The primary treatment for lichen sclerosus is steroid creams or ointments, sometimes mixed with testosterone. The ointment must be used long-term. There is no cure, but treatment usually alleviates symptoms. It is important that those with lichen sclerosus have it checked yearly by a health care practitioner, as it may be a risk factor for squamous carcinoma of the vulva.
Q. I had a c-section for my first child and am now pregnant again. Can I have a vaginal birth this time around?
A. A vaginal birth after Cesarean (or VBAC, pronounced vee-back) can be a safe and positive experience for many women. Up to 80 percent of women who have a cesarean birth can have a vaginal birth the next time. The practice of requiring repeat c-sections became popular as a way to avoid the rupture of the previous incision. However, the vast majority of women who now have cesarian births receive a low horizontal uterine incision, or "bikini cut", that poses little risk of rupture during labor. In fact, scientific evidence supports that if a woman has had a previous c-section with a low horizontal uterine incision, a vaginal delivery is as safe as a cesarean for the baby, and even safer for the mother.

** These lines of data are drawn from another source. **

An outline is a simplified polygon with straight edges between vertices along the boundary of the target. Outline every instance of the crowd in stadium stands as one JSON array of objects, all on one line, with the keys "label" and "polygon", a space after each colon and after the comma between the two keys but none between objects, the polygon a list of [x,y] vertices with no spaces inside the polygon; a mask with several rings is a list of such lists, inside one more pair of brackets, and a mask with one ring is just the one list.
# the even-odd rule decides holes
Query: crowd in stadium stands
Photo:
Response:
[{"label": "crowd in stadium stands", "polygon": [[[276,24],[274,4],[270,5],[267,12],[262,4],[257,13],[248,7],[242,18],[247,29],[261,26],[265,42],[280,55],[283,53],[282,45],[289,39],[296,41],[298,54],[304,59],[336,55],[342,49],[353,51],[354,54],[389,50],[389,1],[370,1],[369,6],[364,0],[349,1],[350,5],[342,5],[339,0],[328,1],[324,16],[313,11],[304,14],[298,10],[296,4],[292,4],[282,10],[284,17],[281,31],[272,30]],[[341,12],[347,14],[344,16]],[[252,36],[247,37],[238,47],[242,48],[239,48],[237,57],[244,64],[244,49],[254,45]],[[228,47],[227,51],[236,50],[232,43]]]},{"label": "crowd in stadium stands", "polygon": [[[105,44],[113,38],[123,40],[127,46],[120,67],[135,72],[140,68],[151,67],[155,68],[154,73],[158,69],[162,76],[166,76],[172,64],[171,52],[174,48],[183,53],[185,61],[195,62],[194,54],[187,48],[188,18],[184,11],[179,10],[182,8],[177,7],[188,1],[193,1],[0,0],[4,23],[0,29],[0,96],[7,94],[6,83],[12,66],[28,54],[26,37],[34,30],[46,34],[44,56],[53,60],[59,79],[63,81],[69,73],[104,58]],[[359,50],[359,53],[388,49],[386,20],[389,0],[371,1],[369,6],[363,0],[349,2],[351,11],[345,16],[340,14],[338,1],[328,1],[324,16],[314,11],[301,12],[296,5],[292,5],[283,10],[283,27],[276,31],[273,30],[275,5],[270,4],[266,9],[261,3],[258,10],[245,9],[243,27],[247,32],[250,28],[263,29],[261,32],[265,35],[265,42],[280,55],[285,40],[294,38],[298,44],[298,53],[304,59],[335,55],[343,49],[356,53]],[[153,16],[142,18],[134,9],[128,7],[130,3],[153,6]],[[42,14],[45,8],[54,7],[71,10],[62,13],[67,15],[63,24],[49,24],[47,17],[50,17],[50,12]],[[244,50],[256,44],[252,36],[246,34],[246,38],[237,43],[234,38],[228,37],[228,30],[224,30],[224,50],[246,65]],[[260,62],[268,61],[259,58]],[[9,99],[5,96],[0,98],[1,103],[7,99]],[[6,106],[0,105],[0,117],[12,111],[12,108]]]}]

There is also reason to believe that labor is beneficial to a baby, whether or not the ultimate method of delivery is vaginal or cesarean. A period of labor allows the baby to prepare for the changes to come. If your goal is to have a VBAC, you should speak with your health care provider about her/his philosophy regarding vaginal births after c-sections. You may want to ask whether your obstetrician offers a "trial of labor" to women who have had c-sections, and what percentage of those women deliver vaginally. Not all midwives do VBACs. If you have a midwife who does, you may want to inquire about her cesarean rate, as well as the arrangements that are made for complications. While few health care providers have statistics calculated, pay attention to how they respond to your questions. Seek out people who listen to your needs, take your concerns seriously, and offer information and support.